Une amitié improbable

On fait finalement la rencontre de deux protagonistes que tout oppose: un musicien jamaïcain à la fortune colossale qui fait appel aux services d’un chauffeur à la recherche de petits boulots pour gagner sa vie. L’un est un italien à la peau blanche, l’autre est noir. L’un est entouré par une grande famille, l’autre vit pour l’amour du jazz. Tandis que le premier a l’opportunité de connaître le territoire américain et ceux qui le composent, le second est soumis aux lois du Green Book. Tony chaperone Don Shirley tandis qu’il est limité par un guide qui lui indique les lieux qu’il a le droit de fréquenter. Si on a du mal à croire qu’une telle fragmentation ait pu un jour avoir un sens, cette obscurité historique – mais pas si vieille – est apaisée par la douceur de leur relation. Si tout semble d’abord les opposer, leur charisme antithétique se marie parfaitement avec l’aventure qu’ils commencent ensemble. De ces oppositions naît un odd couple, un drôle de couple, une amitié salée (pour reprendre l’expression de Tony, le critique culinaire). Chacun trouve le moyen d’enseigner à l’autre sa manière de vivre et penser, et s’ils semblent ne rien avoir en commun, il paraîtrait que cette différence de taille ne soit que sociétale. La scène presque burlesque des ailes de poulet nous plonge dans un univers doux et tendre, dans lequel Don Shirley apprend d’une culture dont il n’est pas issu. Quand il demande d’un air innocent et presque enfantin où les os se jettent une fois qu’il a fini, on ne peut s’empêcher de sourire. Ce moment d’hilarité est vite coupé par le regard menaçant du pianiste lorsque Tony jette son gobelet par terre, puisqu’il sera de toute façon “bouffé par les écureuils”. En restant tous les deux fidèles à eux-mêmes, on les observe apprendre à se connaître doucement, à s’aimer, et à se protéger, dans une véritable relation de fraternité. 

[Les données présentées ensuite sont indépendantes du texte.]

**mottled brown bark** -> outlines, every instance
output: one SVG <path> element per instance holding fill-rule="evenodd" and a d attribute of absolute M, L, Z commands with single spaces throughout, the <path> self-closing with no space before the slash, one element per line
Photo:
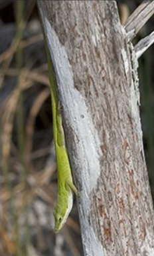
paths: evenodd
<path fill-rule="evenodd" d="M 135 56 L 116 3 L 38 4 L 80 197 L 84 255 L 152 256 Z"/>

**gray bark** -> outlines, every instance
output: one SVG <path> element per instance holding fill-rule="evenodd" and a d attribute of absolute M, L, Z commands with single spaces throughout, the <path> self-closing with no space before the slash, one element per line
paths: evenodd
<path fill-rule="evenodd" d="M 153 256 L 137 63 L 116 3 L 39 0 L 38 6 L 80 194 L 84 255 Z"/>

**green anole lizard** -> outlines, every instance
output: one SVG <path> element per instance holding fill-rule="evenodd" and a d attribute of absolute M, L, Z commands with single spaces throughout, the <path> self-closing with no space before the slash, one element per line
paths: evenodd
<path fill-rule="evenodd" d="M 51 90 L 53 135 L 56 158 L 58 195 L 56 207 L 54 210 L 54 231 L 56 233 L 58 233 L 66 223 L 72 208 L 73 191 L 76 195 L 78 192 L 73 183 L 68 156 L 65 147 L 60 102 L 56 95 L 56 81 L 53 73 L 53 69 L 51 66 L 48 50 L 46 52 Z"/>

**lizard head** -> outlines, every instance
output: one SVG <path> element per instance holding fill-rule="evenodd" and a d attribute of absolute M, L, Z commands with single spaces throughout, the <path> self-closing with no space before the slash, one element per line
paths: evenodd
<path fill-rule="evenodd" d="M 54 231 L 56 233 L 62 228 L 64 223 L 66 223 L 68 216 L 72 207 L 72 195 L 70 194 L 68 198 L 67 202 L 60 202 L 57 201 L 55 209 L 54 211 Z"/>

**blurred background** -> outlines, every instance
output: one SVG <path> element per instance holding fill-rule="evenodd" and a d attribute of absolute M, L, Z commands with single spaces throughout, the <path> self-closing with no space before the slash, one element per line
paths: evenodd
<path fill-rule="evenodd" d="M 123 23 L 141 1 L 117 1 Z M 134 43 L 154 30 L 154 17 Z M 76 203 L 56 237 L 55 153 L 47 65 L 36 1 L 0 1 L 0 256 L 82 255 Z M 141 115 L 151 192 L 154 55 L 139 60 Z M 153 197 L 154 198 L 154 197 Z"/>

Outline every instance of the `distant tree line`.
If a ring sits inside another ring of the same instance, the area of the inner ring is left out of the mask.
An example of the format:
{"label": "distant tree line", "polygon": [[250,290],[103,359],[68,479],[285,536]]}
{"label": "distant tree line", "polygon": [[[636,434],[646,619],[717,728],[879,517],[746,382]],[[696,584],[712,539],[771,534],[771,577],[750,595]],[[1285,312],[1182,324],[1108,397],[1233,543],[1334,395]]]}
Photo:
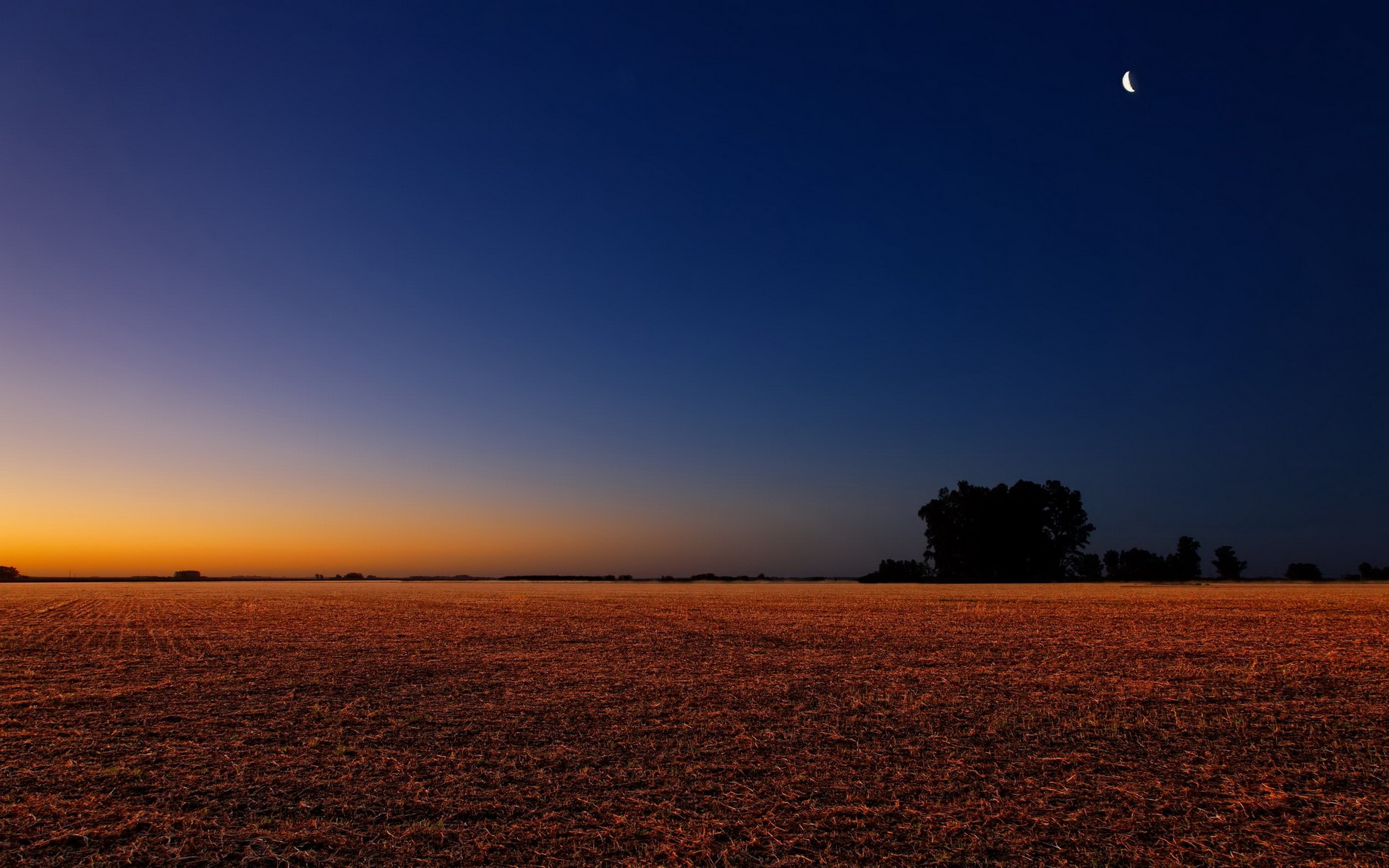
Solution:
{"label": "distant tree line", "polygon": [[[883,560],[861,582],[1192,582],[1203,575],[1201,544],[1190,536],[1179,537],[1170,554],[1146,549],[1111,549],[1103,557],[1086,553],[1095,525],[1081,493],[1056,479],[993,487],[961,481],[954,489],[940,489],[917,517],[926,525],[922,560]],[[1249,567],[1232,546],[1215,549],[1210,564],[1225,581],[1243,579]],[[1283,578],[1317,582],[1324,576],[1315,564],[1289,564]],[[1357,575],[1342,578],[1389,579],[1389,568],[1367,562]]]}

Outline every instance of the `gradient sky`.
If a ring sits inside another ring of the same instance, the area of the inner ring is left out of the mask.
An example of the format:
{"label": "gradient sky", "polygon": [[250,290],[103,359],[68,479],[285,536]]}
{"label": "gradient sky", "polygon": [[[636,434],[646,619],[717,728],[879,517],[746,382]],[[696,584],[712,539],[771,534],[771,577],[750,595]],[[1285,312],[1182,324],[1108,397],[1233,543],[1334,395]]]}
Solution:
{"label": "gradient sky", "polygon": [[1286,7],[6,3],[0,564],[1389,561],[1389,14]]}

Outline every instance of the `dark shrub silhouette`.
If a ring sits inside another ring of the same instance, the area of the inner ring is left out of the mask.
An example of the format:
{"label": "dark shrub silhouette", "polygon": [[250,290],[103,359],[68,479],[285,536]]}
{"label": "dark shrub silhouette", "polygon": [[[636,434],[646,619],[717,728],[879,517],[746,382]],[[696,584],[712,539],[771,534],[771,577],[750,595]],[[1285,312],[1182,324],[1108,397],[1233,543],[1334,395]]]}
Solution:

Une claque d’humanité en plein visage

“Si je suis pas assez noir, si je suis pas assez blanc, alors je suis quoi ?”. Cette phrase tonitruante marque un véritable temps dans le film. On assiste à une altercation entre les deux personnages, et Don Shirley sort pour la première fois de ses gonds. Il hurle au bord des larmes, la rage au ventre, une véritable crise identitaire. Ne pas savoir qui l’on est, où se situer dans une société de la division, c’est ce que Don Shirley parvient enfin à exprimer sous cette pluie fracassante, au visage de son compagnon de route. Ce voyage bouleversant pose la question de la notion d’identité propre dans une vraie quête du “soi”, mais aussi nous parle de solidarité, de bienveillance, et surtout de tolérance. Après ce long périple, quand Tony rentre auprès de sa famille, on attend, tenu en haleine, que Don Shirley sonne à la porte. On assiste à une évolution de taille de la part des deux personnages. Le Tony vulgaire apprend à aimer le jazz, à admirer un pianiste noir et à le défendre à voix haute quoi qu’il lui en coûte. Des actions de petites tailles qui, mises ensemble, parviennent à montrer cette bataille qu’il a fallu mener à petite échelle pour faire avancer les droits des minorités.

“PS: Embrasse les gosses”

Si on devait choisir une phrase pour parler de Tony la tchatche, ce serait probablement celle-là. Forcé de laisser sa femme Dolorès, qui elle, a contrario de Tony, incarne la douceur et la clémence, ils vivent une relation épistolaire le temps que dure la tournée. La scène d’écriture des lettres à Dolorès est significative pour décrire les différences qui unissent Don et Tony. Ils parviennent à réunir au sein d’une même lettre leur façon de voir le monde. La poésie de Don sait émouvoir son spectateur, tandis que le “Ps: Embrasse les gosses” ajoute une touche d’humour bien caractéristique du personnage de Vallelonga et de tout le film en général. Les larmes aux yeux ne nous quittent pas, au moment où, à la toute fin, Dolorès remercie chaleureusement Don d’avoir aidé Tony à écrire toutes ces lettres d’amour. 


S’il est difficile de rendre compte de la beauté de Green Book, on ne peut que conseiller cette expédition initiatique. Après la tournée de Don Shirley, on reste un instant là, cloué sur son fauteuil, ne sachant pas s’il nous a brisé le coeur, ou s’il nous l’a réchauffé. Une route à parcourir, sans modération.